A completely unhelpful retraction notice appears in the September issue of Molecular Biology and Evolution for “Investigating the Role of Natural Selection on Coding Sequence Evolution in Salmonids Through NGS Data Mining,” a paper first published in March.
Here’s the entire notice for the paper — which has been removed completely from the journal’s site, we should mention:
This article has been permanently retracted from publication by the authors.
Reading the entirety of that unhelpful notice, by the way, will set you back $32 if you’re not a subscriber. Otherwise, you will learn only that “This article has…”
Has what? Cooties? Been given an award? Too many references? Come on, Oxford University Press. We know times are tough. But you can’t make the whole sentence free?
Lucky for us, the Universite Laval’s Louis Bernatchez, the senior author of the study, was happy to say why the paper was retracted:
Quite simply, our study targetted specifically a comparative genomics analysis of salmonid species. However, because the whole family went through a relatively recent whole genome duplication event, sorting out paralogs from true orthologs remains a serious challenge. We realised that some targets retained in our analyses were likely to be paralogs, which could cause some biases in our results. We now need to revisit that very carefully using alternative analytical approaches.

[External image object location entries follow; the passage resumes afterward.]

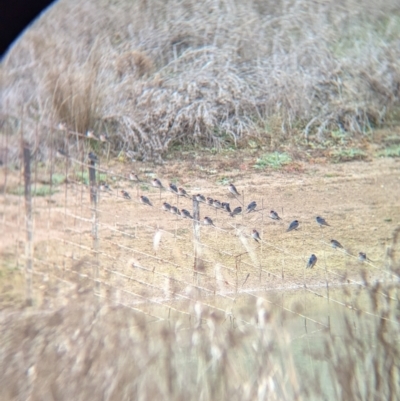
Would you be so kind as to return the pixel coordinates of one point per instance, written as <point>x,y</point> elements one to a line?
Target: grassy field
<point>297,104</point>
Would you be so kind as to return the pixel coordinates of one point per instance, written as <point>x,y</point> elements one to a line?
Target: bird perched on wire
<point>236,211</point>
<point>200,198</point>
<point>217,204</point>
<point>157,183</point>
<point>182,192</point>
<point>104,138</point>
<point>232,189</point>
<point>175,210</point>
<point>92,156</point>
<point>251,207</point>
<point>274,216</point>
<point>166,207</point>
<point>226,207</point>
<point>336,244</point>
<point>255,235</point>
<point>90,135</point>
<point>208,222</point>
<point>173,188</point>
<point>125,194</point>
<point>145,200</point>
<point>186,214</point>
<point>294,225</point>
<point>311,262</point>
<point>321,221</point>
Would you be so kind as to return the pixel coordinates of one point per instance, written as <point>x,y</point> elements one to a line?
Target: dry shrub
<point>209,73</point>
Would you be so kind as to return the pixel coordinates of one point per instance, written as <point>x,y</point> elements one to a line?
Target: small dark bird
<point>336,244</point>
<point>186,214</point>
<point>166,207</point>
<point>61,153</point>
<point>145,200</point>
<point>125,194</point>
<point>173,188</point>
<point>175,210</point>
<point>208,222</point>
<point>274,216</point>
<point>217,204</point>
<point>92,156</point>
<point>182,192</point>
<point>157,183</point>
<point>311,262</point>
<point>236,210</point>
<point>90,134</point>
<point>293,225</point>
<point>200,198</point>
<point>255,235</point>
<point>104,138</point>
<point>232,189</point>
<point>251,207</point>
<point>134,177</point>
<point>226,207</point>
<point>321,221</point>
<point>104,187</point>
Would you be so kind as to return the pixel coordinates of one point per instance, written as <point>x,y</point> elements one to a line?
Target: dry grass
<point>215,74</point>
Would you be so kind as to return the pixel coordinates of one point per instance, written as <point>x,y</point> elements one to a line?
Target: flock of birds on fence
<point>225,206</point>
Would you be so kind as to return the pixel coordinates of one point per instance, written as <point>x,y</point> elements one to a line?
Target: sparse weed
<point>274,160</point>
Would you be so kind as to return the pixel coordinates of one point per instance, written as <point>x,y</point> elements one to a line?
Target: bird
<point>90,134</point>
<point>125,194</point>
<point>104,138</point>
<point>226,207</point>
<point>134,177</point>
<point>145,200</point>
<point>157,183</point>
<point>311,262</point>
<point>336,244</point>
<point>236,210</point>
<point>166,207</point>
<point>274,216</point>
<point>186,214</point>
<point>217,204</point>
<point>321,221</point>
<point>294,225</point>
<point>92,156</point>
<point>208,222</point>
<point>175,210</point>
<point>251,207</point>
<point>232,189</point>
<point>173,188</point>
<point>104,187</point>
<point>182,192</point>
<point>200,198</point>
<point>255,235</point>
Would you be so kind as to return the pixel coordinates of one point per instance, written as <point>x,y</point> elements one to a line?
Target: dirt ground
<point>145,253</point>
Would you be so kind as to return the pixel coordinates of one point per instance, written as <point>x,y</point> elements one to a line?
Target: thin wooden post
<point>26,153</point>
<point>93,201</point>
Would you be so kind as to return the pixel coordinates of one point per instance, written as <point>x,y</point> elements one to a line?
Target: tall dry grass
<point>215,73</point>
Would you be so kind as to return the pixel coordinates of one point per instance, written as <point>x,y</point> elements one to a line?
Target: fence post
<point>196,235</point>
<point>93,200</point>
<point>26,154</point>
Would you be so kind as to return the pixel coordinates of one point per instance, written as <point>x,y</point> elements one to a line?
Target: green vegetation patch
<point>274,160</point>
<point>348,155</point>
<point>390,151</point>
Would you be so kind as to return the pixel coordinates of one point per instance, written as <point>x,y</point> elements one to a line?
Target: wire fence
<point>73,223</point>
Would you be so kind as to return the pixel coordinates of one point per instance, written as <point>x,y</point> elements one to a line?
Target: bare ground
<point>360,201</point>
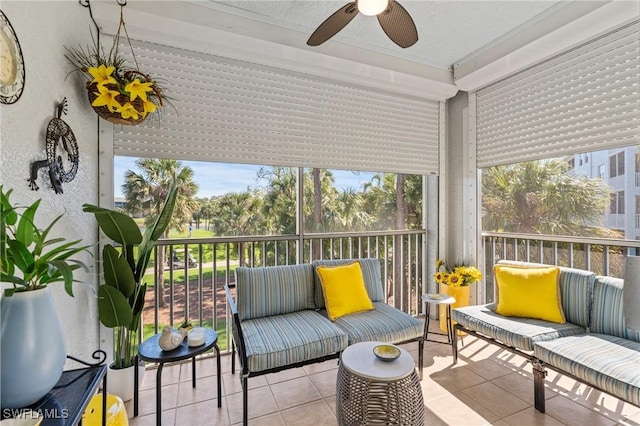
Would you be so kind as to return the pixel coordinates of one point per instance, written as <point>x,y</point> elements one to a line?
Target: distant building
<point>620,169</point>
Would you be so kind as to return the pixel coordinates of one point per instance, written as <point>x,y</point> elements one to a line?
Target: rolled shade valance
<point>583,100</point>
<point>225,110</point>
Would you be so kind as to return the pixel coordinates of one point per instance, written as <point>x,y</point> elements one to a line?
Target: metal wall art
<point>59,137</point>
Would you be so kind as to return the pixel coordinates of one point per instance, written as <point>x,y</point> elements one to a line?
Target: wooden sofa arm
<point>237,342</point>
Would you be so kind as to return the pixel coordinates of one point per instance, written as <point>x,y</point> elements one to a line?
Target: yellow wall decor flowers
<point>456,275</point>
<point>117,93</point>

We asked Joseph Pickrell, a University of Chicago graduate student in genetics who brought this retraction to our attention, to explain what that meant:
They wanted to compare the sequences of genes across different species, and thought that’s what they had done. However, in these species, apparently a lot of genes are duplicated, such that there are two relatively similar copies (call them gene 1a and gene 1b). If you’re looking at a copy of a gene in a species, it’s difficult to tell whether it’s gene 1a or gene 1b. So presumably what happened is that they thought they were looking at gene 1a in both species, but realized they were looking at gene 1a in one species, but gene 1b in another species. This is an easy mistake to make, and could definitely lead to major problems. Though again, without the text of the original article, it’s tough to be more precise than that.

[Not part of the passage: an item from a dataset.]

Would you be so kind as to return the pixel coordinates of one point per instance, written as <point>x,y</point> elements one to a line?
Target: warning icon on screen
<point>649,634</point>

Indeed. We don’t think removing a retracted paper completely from an archive — as opposed to just clearly marking it “retracted” — is the best way to correct the scientific record. (The citation still appears on PubMed, sort of.) And it’s also hard to understand why the journal didn’t just say why the paper was retracted.
We tried to get comment from the journal’s editor, as well as Oxford University Press, and will update with anything we hear back.
Please see an update on this story.
Whoa, you’ve just given us a $32 article for free! Doesn’t that make you some kind of academic paywall-pirate? 😉
Shouldn’t everyone who paid $32 for the original article simply get a refund? That seems fairer than having to pay another $32 to find out it was retracted…..
If you don’t get a rapid response from OUP you could try a UK Freedom Of Information request as OUP is part of the University of Oxford which is a public body required to reply in 20 working days.